Boucher Joins French-Canadian WSOP Bracelet Winners

Philippe Boucher WSOPE Bracelet Winner
After eight years playing poker Philippe Boucher can now call himself a WSOP champion.

Winning his first WSOP bracelet Saturday, 29-year-old French-Canadian pro Philippe Boucher is no longer the odd man out in a group of friends that includes reigning world champion Jon Duhamel, Pascal Lefrancois and Erik Cajelais.

Boucher outlasted a field of 339 to win the €1,620 Six-Max PLO event at the 2011 World Series of Poker Europe. Boucher earned €124,584 for the victory, the biggest score of his career.

Boucher defeated Michel Dattani of Portugal heads-up. Had he won, Dattani would have become the first Portuguese WSOP bracelet winner in history.

Originally from Quebec City, but now living in Las Vegas, Boucher still considers Canada home. He’s married and plays poker professionally.

“I started just before Moneymaker, so I’ve been playing for around eight years,” Boucher told in Cannes.

“About two years ago I started learning PLO and taking the game very seriously, posting on forums and reading everything and trying to learn as much as possible,” he said.

Traditionally a No-Limit Hold’em cash game player, Boucher got into poker after attending Laval University in Quebec.

“Just before I got into poker I was studying electrical engineering and I did that for about two years,” said Boucher.

“It wasn’t really my thing so I quit, not just to play poker necessarily but the poker ended up working out so well that I didn’t have to find something else.”

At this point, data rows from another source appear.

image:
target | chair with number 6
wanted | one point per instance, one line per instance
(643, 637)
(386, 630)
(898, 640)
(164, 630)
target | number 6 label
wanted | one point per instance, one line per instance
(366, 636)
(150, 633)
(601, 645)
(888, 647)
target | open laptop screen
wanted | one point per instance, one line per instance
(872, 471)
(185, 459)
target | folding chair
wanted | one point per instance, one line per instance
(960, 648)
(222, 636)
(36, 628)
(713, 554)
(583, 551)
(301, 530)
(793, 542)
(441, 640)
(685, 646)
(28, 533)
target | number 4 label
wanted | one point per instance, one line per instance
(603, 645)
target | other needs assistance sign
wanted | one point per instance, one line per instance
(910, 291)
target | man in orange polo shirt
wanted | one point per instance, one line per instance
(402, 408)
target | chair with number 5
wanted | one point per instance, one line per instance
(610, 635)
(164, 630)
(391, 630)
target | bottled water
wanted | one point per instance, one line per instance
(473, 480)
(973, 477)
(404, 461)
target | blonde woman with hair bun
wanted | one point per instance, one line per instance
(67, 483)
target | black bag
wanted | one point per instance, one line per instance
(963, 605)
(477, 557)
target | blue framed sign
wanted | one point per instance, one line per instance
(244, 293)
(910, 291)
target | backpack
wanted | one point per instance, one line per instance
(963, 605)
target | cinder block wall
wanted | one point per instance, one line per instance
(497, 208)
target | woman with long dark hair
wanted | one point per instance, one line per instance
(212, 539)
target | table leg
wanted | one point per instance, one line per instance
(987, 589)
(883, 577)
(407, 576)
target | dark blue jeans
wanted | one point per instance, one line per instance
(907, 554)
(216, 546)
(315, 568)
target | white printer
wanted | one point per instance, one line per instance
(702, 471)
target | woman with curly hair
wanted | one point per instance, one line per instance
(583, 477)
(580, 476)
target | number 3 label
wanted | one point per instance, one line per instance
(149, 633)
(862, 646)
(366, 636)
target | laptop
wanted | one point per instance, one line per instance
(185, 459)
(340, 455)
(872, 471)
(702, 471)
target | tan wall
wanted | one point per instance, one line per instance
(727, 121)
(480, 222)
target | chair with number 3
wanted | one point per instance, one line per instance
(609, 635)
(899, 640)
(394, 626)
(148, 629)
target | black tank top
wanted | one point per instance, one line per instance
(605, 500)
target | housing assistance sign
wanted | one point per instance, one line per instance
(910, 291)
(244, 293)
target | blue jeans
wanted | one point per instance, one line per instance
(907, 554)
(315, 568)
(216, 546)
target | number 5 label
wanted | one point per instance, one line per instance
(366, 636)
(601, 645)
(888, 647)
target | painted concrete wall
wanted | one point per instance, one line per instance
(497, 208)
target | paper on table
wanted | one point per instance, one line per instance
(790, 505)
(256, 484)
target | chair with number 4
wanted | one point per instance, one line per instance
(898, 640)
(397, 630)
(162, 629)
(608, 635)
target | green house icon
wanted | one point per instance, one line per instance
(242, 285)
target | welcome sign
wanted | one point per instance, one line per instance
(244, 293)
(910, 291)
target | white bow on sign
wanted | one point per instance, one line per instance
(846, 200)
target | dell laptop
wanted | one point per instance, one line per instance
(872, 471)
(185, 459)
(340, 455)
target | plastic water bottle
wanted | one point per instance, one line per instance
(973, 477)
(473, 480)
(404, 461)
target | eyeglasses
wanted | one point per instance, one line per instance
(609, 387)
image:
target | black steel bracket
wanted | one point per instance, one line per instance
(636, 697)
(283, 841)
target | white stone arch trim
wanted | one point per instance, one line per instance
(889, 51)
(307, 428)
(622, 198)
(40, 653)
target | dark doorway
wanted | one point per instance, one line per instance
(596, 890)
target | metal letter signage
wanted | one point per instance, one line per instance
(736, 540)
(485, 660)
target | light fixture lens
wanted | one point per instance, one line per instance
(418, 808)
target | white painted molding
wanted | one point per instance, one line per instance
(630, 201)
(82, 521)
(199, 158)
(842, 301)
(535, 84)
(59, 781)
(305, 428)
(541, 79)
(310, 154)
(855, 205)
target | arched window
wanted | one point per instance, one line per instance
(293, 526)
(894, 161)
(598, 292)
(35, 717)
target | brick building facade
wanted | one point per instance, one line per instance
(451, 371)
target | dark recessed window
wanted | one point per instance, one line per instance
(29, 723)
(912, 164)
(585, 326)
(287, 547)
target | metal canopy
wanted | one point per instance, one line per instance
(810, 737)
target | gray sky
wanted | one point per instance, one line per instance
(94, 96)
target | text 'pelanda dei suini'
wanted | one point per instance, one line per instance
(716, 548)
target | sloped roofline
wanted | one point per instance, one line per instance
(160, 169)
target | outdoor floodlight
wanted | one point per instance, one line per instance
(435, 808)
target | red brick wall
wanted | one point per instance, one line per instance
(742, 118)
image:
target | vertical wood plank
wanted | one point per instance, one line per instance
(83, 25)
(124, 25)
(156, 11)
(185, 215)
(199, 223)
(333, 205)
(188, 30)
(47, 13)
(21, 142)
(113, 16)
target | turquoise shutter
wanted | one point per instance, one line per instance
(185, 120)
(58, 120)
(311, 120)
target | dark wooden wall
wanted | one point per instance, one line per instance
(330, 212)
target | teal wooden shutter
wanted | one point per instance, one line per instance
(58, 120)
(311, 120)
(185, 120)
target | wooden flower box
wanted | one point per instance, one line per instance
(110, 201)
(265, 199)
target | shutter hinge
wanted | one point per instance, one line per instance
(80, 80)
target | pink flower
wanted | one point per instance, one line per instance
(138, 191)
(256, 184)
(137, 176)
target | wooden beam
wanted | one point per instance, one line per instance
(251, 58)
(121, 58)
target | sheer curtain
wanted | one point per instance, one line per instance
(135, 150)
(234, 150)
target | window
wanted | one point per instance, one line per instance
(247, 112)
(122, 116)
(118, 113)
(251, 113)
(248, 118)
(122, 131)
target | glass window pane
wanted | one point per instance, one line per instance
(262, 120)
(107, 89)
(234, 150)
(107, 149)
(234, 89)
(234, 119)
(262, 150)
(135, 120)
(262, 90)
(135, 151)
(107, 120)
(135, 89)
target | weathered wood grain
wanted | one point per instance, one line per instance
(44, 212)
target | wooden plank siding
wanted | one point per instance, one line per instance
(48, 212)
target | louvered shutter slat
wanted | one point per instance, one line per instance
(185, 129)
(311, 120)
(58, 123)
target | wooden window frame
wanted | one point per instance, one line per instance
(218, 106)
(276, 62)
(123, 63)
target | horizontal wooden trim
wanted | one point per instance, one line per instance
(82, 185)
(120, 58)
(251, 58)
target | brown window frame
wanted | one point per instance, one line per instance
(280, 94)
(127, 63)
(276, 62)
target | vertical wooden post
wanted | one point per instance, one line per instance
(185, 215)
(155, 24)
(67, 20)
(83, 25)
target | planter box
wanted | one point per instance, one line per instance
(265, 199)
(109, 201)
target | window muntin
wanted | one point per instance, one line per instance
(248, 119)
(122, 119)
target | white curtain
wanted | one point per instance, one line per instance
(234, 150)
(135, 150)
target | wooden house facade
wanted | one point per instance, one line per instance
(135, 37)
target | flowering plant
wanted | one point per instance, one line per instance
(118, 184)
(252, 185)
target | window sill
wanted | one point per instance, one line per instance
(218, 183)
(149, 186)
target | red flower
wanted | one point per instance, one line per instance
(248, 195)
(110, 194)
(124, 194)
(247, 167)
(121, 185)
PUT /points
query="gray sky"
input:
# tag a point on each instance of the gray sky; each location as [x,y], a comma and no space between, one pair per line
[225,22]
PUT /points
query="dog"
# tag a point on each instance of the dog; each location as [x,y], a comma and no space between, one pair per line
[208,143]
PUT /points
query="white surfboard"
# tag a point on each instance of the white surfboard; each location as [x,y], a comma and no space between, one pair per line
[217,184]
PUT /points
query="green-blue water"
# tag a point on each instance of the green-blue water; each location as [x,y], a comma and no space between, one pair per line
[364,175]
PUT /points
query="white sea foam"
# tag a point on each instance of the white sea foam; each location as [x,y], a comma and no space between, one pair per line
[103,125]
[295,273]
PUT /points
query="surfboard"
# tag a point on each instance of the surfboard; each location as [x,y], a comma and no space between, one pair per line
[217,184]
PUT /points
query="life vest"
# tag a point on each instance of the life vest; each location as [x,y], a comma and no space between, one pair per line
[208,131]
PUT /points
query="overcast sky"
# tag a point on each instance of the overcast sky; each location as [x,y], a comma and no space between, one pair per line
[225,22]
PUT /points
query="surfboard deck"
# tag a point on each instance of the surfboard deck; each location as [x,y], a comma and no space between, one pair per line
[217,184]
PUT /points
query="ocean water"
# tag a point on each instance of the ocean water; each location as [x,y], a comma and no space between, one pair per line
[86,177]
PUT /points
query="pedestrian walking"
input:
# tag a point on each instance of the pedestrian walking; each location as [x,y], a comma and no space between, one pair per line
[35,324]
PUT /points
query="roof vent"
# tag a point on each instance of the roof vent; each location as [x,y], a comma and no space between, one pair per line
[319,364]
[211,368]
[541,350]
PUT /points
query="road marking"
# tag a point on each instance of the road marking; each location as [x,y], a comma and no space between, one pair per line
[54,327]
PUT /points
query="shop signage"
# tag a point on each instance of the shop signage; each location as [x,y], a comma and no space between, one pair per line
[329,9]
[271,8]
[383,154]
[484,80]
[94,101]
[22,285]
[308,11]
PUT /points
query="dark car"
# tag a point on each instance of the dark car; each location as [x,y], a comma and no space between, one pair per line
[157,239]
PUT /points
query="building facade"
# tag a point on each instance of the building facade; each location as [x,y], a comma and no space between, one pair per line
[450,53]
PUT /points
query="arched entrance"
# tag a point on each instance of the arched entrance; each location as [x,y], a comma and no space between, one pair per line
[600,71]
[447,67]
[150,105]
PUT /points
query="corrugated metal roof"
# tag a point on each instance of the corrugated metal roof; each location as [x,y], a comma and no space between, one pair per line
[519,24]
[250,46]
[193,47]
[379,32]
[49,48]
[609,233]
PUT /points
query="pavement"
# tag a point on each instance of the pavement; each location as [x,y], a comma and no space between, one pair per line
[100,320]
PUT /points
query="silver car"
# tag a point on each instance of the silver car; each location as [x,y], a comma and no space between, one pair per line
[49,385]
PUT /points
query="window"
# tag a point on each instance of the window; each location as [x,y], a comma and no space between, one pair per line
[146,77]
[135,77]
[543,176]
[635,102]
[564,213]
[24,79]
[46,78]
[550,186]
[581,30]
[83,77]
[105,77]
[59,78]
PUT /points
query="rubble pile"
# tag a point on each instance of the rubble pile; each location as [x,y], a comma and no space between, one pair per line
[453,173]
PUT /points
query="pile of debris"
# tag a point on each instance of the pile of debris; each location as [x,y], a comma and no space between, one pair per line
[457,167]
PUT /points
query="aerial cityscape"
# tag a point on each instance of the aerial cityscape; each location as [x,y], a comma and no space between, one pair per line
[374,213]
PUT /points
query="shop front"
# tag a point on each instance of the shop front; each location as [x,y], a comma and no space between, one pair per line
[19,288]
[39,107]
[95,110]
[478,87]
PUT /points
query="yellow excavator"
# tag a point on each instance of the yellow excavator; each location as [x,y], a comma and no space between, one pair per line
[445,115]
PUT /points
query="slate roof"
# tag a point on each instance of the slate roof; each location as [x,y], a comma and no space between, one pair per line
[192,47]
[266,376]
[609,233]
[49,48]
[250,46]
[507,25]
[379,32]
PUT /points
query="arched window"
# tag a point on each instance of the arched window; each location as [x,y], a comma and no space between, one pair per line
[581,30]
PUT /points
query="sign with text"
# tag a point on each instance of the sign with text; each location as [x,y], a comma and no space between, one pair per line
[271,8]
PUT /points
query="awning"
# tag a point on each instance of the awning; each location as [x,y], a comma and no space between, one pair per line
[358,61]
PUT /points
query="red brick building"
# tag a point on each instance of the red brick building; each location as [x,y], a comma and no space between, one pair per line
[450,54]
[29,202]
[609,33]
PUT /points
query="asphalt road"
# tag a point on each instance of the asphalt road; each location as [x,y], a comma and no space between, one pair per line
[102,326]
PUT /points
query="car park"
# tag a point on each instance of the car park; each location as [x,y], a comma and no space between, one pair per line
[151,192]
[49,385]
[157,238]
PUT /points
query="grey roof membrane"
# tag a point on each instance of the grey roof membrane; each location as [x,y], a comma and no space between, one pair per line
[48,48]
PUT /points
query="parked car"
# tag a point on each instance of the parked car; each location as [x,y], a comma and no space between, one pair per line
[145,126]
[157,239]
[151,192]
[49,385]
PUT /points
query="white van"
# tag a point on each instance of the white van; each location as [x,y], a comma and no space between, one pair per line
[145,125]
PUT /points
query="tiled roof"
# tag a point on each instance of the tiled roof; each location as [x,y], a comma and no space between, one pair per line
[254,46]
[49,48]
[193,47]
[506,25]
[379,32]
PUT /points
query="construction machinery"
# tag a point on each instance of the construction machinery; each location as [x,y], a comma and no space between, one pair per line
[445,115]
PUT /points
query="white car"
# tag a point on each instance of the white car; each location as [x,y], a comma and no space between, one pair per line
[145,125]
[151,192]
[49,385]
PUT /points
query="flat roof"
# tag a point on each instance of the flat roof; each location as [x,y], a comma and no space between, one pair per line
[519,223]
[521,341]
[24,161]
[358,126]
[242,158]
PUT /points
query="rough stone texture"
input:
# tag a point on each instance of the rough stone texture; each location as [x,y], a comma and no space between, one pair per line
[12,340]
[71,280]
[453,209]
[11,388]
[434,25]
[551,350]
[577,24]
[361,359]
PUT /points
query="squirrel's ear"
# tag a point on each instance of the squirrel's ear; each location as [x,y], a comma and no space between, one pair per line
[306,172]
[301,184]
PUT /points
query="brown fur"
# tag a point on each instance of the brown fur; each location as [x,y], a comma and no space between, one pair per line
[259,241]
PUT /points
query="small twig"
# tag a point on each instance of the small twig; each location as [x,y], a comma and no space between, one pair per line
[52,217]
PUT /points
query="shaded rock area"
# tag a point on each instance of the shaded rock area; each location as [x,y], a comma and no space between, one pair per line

Becoming a part of the tight-knit French-Canadian poker community, Boucher eventually moved to Atlanta upon marrying his wife, and then to Las Vegas where he could continue working as a poker professional.

“Winning a bracelet means a lot to me personally but it also means a lot to the community because we’re a tight group and we help each other a lot and support each other,” he explained.

“It really shows you that even though there’s a lot of luck in poker, working hard pays off in the end and even though sometimes it can take a long time, being surrounded by good people and good players helps a lot.”

Boucher said that while the €124k prize is significant, it’s not going to change a whole lot in his day to day life. He will continue to play poker and continue to work hard improving his game.

“I’m not a money guy so I don’t have a big car or jewelry or anything so the money’s definitely good but it’s not going to change anything in my life too much,” he emphasized.